Hockley let it go, not even raising his hands for order until finally the racket died of its own accord as the eyes of the delegates came to rest upon him.
And then, before he could speak, Markham was on his feet. “This is absolutely moral treachery,” he thundered. “I have never heard a more vicious revocation of a pledged word than I have heard this evening.
“You men are not alone concerned in this matter. For all practical purposes you are not concerned at all! And yet to take it upon yourselves to pass judgment in a matter that is the affair of the entire population of Earth—out of nothing more than sheer spite because the Rykes refuse recognition of your own childish projects! I have never heard a more incredible and infantile performance than you supposedly mature gentlemen of science are expressing this evening.”
He glared defiantly at Hockley, who was again the center of attention moving carelessly to the center of the stage. “Anybody want to try to answer the Senator?” he asked casually.
Instantly, a score of men were on their feet, speaking simultaneously. They stopped abruptly, looking deferentially to their neighbors and at Hockley, inviting him to choose one of them to be spokesman.
“Maybe I ought to answer him myself,” said Hockley, “since I predicted that this would occur, and that we ought to make a trial run before turning our collective gray matter over to the Rykes.”
A chorus of approval and nodding heads gave him the go ahead.
“The Senator is quite right in saying that we few are not alone in our concern in this matter,” he said. “But the Senator intends to imply a major difference between us scientists and the rest of mankind. This is his error.
“Every member of Mankind who is concerned about the Universe in which he lives, is a scientist. You need to understand what a scientist is—and you can say no more than that he is a human being trying to solve the problem of understanding his Universe, immediate or remote. He is concerned about the inanimate worlds, his own personality, his fellow men—and the interweaving relationships among all these factors. We professional scientists are no strange species, alien to our race. Our only difference is perhaps that we undertake more problems than does the average of our fellow men, and of a more complex kind. That is all.
“The essence of our science is a relentless personal yearning to know and understand the Universe. And in that, the scientist must not be forbidden to ask whatever question occurs to him. The moment we put any restraint upon our fields of inquiry, or set bounds to the realms of our mental aspirations, our science ceases to exist and becomes a mere opportunist technology.”
Markham stood up, his face red with exasperation and rage. “No one is trying to limit you!
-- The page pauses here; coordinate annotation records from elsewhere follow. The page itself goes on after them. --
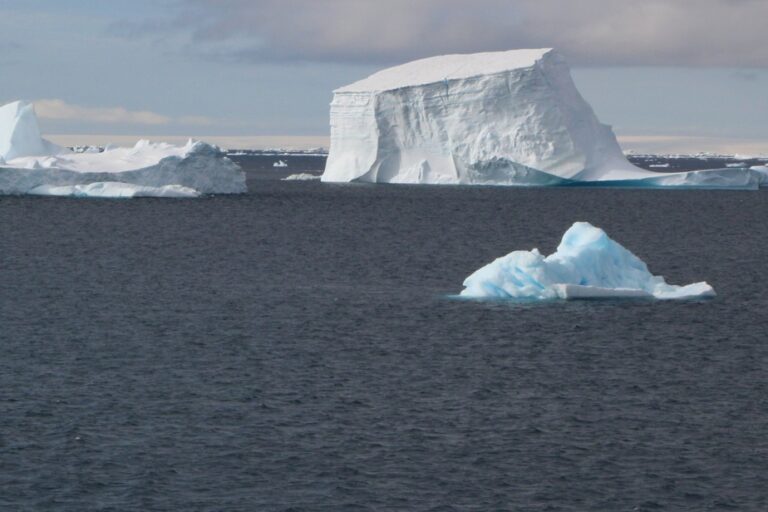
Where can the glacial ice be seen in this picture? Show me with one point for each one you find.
(31, 165)
(498, 118)
(114, 189)
(302, 176)
(587, 264)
Why is that so unfathomable to your minds? You are being offered a boundless expanse, and you continue to make inane complaints of limitations. The Rykes have been over all the territory you insist on exploring. They can tell you the number of pretty pebbles and empty shells that lie there. You are like children insistent upon exploring every shadowy corner and peering behind every useless bush on a walk through the forest.
“Such is to be expected of a child, but not of an adult, who is capable of taking the word of one who has been there before!”
“There are two things wrong with your argument,” said Hockley. “First of all, there is no essential difference between the learning of a child who must indeed explore the dark corners and strange growths by which he passes—there is no difference between this and the probing of the scientist, who must explore the Universe with his own senses and with his own instruments, without taking another’s word that there is nothing there worth seeing.
“Secondly, the Rykes themselves are badly in error in asserting that they have been along the way ahead of us. They have not. In all their fields of science they have limited themselves badly to one narrow field of probability. They have taken a narrow path stretching between magnificent vistas on either side of them, and have deliberately ignored all that was beyond the path and on the inviting side trails.”